This is a quick post in reaction to Alex Benik’s post at Gigaom. While I like Gigaom’s commentary on the industry at large, they really don’t seem to understand infastruture always. Alex starts out by stating that the current industry practice of separating out applications with their own dedicated OS instances, and having low utilization is a terrible problem. He almost paints hypervisors as part of the problem. he cites 7% CPU usage on EC2 instances as a key example of what is wrong with virtualization and usage.

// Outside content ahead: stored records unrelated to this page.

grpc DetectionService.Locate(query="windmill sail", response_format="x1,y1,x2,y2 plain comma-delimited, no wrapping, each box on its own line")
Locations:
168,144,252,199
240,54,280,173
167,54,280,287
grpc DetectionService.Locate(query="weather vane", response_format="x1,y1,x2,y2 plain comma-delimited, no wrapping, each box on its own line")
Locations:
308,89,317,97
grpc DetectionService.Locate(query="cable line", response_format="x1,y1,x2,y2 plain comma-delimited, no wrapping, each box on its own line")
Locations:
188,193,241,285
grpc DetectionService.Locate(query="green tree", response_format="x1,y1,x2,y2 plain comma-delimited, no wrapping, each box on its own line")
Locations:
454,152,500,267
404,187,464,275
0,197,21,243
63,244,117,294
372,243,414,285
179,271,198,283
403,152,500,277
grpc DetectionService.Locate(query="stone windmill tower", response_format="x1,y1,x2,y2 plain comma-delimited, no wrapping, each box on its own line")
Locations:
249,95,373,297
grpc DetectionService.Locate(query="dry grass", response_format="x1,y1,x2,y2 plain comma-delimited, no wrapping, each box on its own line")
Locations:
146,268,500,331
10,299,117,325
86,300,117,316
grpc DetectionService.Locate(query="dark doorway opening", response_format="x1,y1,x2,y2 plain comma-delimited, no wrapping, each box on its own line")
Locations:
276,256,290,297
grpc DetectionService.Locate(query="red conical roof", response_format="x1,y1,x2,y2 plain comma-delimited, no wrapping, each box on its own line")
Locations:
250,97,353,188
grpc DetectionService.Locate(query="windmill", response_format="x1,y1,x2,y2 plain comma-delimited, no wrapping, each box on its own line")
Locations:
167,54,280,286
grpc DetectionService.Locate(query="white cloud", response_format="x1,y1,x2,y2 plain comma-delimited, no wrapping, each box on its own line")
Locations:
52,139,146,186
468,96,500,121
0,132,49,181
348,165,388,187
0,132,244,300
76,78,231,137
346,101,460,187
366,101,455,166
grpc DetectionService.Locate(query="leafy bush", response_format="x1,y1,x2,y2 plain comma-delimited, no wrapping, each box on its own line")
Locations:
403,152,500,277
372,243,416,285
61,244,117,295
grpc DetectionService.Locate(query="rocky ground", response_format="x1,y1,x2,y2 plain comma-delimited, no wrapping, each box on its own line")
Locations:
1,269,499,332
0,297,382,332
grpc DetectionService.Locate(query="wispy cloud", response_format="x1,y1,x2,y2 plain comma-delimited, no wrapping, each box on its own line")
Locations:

I’ve got a few quick thoughts on this.
1. The reason Amazon EC2 can be so cheap is because Amazon can over subscribe instances heavily. Low average CPU workloads is the foundation for virtualization and all kinds of other industries (Shared web hosting etc). He’s turned the reason for virtualization being a great cost saving technology into a problem that needs to be solved. If everyone was running them 100% all the time then there would be a problem.
2. He’s assuming that CPU is the primary bottleneck. As others (Jonathan Frappier) have pointed out that storage is often the bottleneck. There comes a point where you can only get so much disk IO to a virtual machine. In large enterprises with Shared Storage Arrays, eventually bottlenecks in storage IO (Queue Depths on HBA’s, LUN’s etc) start to crop up, and eventually it becomes easier to scale out to more hosts, than try to scale deep. VMware and others have created technologies (CBRC, vfrc, vSAN) that will help this. Also memory is helping and hurting this density problem.
3. Until the recent era of large memory hosts, memory was often a bottleneck. As 64 bit databases and applications became ever hungrier to cache data locally this waged a 2 factor war on CPU utilization. Hosts with VM’s with 16GB of ram quickly ran out of RAM before they ran out of CPU. Also Memory and disk IO subtly influence CPU in ways you don’t factor. Once memory is exhausted on a host, and over subscription is occurring. CPU usage can spike, as process’s take longer to finish. In memory workloads allow CPU’s to process data quicker, and jobs finish sooner. Vendor recommendations for ridiculous memory allocations don’t help the solution either (I’m looking at you Sage). When Vendors recommend 64GB of RAM for a database server serving 150 users, its become clear that SQL monkeys everywhere have given up on actually doing proper indexing or archiving and instead are relying on memory cache. This demand on memory causes hosts to fill up long before CPU usage can become a problem unless managers are willing to trust a balloon driver to intelligently swap out the “memory bloat”. (Internally and with customer vCloud deployments I’ve seen much better utilization by oversubscribing memory 2 or 3 times). This is not a bad thing unless an application has scale. (its now cheaper to throw hardware at the problem than write proper code/index/optimizations).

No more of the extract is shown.